Lunch today included lively conversation with three of my dynamic women friends. Amongst all the fascinating differences that stimulate a challenge to listen well, a mighty gem fell in my lap. It came from a professor from Cambridge.
Over the years, I have seen how women who have experienced the horrors of sexual abuse can find the masculine vernacular attributed to God profoundly blocking, unpalatable and suffocating . Imagine being asked to pay reverence to a male figurehead after being raped and repressed by males who were supposed to be in a position of trust; ones who were supposed to be providers, protective, loving and kind. Imagine everything spiritual handed to you in male terms – before, during and after years of painful therapy.
Even those of us who have not experienced sexual abuse can find the male gender in spiritual print tiresome, unfair and assuming.
A couple of years ago, I was in the presence of some males who were commenting, in negative tones, about women making a fuss over God being referred to as “He” or “Him”. I suggested, “Let’s change all the male words to female. Check out how it feels to you.” The subject was changed immediately.
One time after that incident, in a spiritual study with a small group of women, I asked if, when we read aloud, we could change the gender to the feminine. I was amazed at the added depth I was able to glean from those sessions. In the examples, changing the male to female caused me to look at myself instead of focusing on some male to whom it applied brilliantly.
However, the irony for me is that I cannot conceive of God or any divine being having or being any gender! I believe the whole issue is such a non-issue that I hope we can remember to laugh when we are no longer in physical form.

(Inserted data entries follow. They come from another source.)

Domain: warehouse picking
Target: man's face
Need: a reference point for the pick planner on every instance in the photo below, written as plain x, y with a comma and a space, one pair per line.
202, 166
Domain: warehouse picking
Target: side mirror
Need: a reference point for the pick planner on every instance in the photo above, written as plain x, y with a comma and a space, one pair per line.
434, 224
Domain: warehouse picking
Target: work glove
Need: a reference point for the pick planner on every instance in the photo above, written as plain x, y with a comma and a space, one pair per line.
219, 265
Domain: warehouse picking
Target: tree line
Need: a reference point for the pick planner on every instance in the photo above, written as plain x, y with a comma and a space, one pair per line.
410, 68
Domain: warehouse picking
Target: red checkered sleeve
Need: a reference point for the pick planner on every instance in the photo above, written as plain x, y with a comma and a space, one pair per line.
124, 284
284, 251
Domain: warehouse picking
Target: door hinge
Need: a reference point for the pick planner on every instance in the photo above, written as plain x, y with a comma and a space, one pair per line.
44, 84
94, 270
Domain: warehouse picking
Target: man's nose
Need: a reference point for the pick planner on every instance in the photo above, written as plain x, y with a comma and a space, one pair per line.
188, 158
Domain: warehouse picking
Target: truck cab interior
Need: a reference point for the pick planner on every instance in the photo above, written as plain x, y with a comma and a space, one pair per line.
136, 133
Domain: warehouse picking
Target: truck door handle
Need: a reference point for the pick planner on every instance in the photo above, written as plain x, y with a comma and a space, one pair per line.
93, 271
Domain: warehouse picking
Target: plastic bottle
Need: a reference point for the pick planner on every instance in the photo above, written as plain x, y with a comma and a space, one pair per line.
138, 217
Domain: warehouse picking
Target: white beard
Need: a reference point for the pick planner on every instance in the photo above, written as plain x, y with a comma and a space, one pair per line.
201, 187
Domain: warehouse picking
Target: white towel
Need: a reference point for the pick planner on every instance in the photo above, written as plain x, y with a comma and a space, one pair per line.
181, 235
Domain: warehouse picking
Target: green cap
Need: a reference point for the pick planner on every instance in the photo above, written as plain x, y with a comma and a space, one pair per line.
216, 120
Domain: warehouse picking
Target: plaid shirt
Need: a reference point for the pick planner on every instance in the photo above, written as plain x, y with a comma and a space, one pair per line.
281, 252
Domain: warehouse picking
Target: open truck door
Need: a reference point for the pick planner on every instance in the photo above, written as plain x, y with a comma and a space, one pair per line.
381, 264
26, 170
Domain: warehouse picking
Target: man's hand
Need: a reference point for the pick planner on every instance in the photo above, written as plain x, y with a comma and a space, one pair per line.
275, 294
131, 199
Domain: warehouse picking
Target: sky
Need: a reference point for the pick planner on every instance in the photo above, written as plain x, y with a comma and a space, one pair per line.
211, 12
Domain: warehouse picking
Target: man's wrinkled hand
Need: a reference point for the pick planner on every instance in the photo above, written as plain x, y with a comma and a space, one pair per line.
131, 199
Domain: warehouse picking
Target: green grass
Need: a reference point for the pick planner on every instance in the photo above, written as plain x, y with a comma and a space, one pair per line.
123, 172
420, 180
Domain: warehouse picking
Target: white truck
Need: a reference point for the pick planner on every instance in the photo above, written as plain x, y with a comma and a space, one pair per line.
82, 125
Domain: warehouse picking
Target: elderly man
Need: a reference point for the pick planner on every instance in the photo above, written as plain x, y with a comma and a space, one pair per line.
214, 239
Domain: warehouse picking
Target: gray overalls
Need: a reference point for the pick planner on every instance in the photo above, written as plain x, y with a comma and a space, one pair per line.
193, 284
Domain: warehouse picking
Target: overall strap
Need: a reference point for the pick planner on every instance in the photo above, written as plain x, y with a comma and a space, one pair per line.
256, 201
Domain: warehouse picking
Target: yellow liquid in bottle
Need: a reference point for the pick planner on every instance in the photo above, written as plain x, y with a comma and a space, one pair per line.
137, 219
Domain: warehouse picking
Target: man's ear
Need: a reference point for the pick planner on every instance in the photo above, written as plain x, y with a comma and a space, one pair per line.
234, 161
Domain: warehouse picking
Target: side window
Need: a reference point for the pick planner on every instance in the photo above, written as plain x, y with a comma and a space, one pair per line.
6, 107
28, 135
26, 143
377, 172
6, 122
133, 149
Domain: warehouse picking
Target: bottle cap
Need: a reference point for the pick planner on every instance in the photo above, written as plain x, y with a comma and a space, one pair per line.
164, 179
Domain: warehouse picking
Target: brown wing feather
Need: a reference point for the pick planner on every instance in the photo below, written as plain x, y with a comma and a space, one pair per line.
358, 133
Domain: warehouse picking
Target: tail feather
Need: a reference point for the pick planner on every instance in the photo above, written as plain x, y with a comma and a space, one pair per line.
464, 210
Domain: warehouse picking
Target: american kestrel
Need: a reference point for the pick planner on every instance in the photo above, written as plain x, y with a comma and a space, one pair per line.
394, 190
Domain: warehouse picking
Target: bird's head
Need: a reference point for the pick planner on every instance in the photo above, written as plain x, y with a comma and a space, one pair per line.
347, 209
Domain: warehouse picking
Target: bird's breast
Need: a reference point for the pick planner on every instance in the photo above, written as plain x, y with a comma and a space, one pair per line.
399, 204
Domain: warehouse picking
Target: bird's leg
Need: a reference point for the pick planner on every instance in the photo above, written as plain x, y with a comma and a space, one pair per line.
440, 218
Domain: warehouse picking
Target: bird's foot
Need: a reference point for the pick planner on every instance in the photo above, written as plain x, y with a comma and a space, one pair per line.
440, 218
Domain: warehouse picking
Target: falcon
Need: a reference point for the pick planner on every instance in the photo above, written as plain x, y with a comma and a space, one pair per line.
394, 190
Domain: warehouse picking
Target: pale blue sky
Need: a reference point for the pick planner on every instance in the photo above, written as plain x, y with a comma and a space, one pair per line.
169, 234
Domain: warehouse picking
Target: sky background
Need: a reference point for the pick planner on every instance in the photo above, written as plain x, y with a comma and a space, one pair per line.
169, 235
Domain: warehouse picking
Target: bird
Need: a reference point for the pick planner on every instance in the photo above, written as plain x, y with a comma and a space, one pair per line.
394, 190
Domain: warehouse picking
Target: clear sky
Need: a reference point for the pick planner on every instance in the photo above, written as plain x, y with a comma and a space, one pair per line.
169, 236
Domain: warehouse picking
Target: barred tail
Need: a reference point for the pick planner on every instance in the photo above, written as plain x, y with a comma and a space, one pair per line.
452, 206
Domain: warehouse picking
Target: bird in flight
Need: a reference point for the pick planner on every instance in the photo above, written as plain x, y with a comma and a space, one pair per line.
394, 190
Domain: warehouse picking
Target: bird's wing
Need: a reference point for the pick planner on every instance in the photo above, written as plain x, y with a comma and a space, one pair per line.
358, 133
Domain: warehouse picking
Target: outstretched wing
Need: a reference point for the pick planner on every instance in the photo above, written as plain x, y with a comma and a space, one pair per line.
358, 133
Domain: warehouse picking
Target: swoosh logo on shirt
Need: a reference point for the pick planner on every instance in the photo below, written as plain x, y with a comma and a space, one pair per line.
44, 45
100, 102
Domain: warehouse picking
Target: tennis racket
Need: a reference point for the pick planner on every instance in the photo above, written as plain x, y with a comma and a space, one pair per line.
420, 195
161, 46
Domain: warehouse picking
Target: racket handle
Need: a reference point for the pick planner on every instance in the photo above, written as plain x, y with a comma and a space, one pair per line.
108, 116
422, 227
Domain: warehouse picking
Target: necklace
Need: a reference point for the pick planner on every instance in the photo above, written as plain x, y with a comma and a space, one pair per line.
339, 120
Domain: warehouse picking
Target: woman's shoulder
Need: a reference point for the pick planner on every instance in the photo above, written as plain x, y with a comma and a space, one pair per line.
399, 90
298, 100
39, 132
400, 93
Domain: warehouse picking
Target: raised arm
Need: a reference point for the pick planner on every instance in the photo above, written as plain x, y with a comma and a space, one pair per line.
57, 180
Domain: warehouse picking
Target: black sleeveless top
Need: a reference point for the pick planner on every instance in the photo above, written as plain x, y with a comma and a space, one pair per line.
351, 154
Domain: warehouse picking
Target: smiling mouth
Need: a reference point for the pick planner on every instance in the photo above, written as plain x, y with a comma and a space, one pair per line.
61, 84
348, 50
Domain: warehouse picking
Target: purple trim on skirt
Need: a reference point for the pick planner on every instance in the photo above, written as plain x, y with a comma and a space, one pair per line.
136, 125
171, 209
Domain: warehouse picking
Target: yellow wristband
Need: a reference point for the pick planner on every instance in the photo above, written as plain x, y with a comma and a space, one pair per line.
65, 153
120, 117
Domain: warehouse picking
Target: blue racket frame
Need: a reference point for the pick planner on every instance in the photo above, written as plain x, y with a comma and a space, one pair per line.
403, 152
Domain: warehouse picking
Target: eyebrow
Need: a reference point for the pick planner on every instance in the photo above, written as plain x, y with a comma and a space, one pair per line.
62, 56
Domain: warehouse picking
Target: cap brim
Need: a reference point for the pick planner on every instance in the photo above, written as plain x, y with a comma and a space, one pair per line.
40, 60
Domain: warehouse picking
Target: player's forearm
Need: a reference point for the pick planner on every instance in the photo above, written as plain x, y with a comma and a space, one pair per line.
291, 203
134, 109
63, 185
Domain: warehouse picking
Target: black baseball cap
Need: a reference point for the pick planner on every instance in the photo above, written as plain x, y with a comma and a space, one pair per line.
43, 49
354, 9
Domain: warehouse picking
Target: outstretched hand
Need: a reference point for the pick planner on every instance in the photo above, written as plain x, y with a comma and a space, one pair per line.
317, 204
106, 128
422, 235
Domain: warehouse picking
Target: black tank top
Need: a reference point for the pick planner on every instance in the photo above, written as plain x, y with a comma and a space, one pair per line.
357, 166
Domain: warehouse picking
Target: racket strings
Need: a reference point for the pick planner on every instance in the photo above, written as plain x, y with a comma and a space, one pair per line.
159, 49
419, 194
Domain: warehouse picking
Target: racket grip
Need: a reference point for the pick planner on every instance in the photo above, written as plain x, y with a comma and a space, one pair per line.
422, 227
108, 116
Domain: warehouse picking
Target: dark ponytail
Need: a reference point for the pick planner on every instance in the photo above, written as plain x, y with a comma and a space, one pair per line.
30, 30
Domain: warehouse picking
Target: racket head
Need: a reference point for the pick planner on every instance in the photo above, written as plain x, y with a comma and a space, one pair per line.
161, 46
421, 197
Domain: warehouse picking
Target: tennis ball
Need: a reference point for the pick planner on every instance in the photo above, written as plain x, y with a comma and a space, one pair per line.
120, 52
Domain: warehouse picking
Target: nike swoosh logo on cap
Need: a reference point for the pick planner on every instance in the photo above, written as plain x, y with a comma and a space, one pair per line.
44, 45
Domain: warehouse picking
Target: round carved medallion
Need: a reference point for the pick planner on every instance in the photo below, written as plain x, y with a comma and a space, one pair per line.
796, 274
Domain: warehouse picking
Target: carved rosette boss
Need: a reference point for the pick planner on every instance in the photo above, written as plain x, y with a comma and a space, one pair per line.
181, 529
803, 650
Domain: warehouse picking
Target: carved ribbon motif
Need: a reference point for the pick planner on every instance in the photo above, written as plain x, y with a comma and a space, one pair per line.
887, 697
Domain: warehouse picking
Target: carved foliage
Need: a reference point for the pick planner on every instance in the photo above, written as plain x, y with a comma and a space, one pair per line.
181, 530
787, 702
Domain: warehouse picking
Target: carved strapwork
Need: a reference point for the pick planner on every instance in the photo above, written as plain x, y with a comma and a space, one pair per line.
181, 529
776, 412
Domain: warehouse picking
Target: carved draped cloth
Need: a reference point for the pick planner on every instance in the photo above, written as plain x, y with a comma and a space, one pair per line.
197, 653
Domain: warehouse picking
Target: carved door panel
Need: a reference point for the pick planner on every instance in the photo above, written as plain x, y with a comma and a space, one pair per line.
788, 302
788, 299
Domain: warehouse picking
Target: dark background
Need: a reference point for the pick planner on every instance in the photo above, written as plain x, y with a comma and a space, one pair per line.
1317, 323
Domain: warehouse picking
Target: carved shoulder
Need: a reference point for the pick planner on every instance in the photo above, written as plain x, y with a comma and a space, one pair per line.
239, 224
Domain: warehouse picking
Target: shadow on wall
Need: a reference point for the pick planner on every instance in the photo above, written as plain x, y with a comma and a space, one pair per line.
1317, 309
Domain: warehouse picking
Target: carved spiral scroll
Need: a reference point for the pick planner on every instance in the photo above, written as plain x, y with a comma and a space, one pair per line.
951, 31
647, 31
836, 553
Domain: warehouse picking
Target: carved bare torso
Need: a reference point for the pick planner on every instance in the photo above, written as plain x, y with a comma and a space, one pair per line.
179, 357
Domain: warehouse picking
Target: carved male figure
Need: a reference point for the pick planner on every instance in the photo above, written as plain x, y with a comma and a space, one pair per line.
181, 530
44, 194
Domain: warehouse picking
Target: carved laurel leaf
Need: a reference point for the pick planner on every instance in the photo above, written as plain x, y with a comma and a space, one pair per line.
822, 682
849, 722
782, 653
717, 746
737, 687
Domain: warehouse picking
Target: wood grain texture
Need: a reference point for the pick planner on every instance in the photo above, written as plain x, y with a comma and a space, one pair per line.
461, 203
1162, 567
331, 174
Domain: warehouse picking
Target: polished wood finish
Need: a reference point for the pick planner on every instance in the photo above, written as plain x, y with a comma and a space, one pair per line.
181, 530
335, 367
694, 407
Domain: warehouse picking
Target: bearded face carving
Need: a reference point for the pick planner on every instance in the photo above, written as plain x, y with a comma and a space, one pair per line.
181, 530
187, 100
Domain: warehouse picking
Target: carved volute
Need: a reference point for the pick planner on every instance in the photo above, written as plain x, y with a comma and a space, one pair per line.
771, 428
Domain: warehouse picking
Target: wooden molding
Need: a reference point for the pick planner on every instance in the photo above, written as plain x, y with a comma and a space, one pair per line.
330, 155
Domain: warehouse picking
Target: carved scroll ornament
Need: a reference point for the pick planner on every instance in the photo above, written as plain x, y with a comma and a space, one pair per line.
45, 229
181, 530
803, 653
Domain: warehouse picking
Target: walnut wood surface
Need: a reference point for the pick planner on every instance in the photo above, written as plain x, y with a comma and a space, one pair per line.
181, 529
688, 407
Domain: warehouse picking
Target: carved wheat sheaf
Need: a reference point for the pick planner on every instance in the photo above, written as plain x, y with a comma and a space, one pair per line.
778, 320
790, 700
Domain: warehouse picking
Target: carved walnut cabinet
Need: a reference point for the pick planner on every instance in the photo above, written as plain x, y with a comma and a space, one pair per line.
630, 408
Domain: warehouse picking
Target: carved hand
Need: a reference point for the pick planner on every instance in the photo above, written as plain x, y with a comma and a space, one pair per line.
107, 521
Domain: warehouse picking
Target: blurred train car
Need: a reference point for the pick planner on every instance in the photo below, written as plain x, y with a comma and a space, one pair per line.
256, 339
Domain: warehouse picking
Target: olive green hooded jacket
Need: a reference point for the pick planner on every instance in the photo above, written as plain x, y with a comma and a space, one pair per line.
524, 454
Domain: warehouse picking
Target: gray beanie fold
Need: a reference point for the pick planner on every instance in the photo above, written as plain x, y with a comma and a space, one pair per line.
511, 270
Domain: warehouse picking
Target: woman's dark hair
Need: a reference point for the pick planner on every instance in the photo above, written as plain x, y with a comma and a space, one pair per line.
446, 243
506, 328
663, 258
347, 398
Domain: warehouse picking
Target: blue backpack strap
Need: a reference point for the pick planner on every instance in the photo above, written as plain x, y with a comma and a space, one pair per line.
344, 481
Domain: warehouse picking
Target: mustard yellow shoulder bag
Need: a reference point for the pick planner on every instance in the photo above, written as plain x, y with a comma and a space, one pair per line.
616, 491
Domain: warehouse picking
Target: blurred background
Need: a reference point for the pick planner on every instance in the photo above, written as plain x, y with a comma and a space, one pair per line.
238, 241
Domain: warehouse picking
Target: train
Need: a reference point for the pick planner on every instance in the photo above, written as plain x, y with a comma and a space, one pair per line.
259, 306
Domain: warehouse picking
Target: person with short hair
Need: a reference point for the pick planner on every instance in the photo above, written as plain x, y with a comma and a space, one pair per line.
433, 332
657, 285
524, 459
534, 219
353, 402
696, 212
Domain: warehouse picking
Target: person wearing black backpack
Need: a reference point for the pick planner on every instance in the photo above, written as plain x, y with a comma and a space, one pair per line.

Nevertheless, thinking about those men and their abrupt decline to consider other points of view brought compassion to mind. I actually felt compassion for them. Their fear and rigidity would eventually challenge them in their spiritual practices. We inevitably have to face our conflicts. As Mary Pipher wrote in her book, “Seeking Peace”: “I realized that my tendency to avoid confronting unpleasant reality had to do with my lack of compassion for myself. I couldn’t afford to look too closely at events or I might see my own imperfections.”
Over the years, I have wondered how we will ever be able to change our language in a manner that might eliminate conflict. Would it be possible to find a way that would be acceptable to males and yet put the gender issue to rest?
But what about the gem the professor from Cambridge left in our midst?
One of my lunch mates told of her Rector having been to a conference where this Cambridge professor spoke. Indeed, there may be an answer. Apparently there is evidence that scholars have not been completely accurate in deciphering the Fatherhood aspect of the ancient scrolls. It seems the word ought to have been “kinship”. It was not about Father and Son, it was about kin.
I checked the Internet – “Kinship in Cambridge Theology”. Yes, there are books on the subject, but in order to flip through their pages, I have to be a paid member of the library at Cambridge. That doesn’t stop me from telling my friends who have been agonizing over this matter for most of their lives that there may be hope. Indeed, there is the possibility of Kinship.
I can hardly wait to see how it affects certain prayers. If God becomes the Kin, what will we call Jesus?
Think I’ll keep him as my best friend. That’s kin enough for me.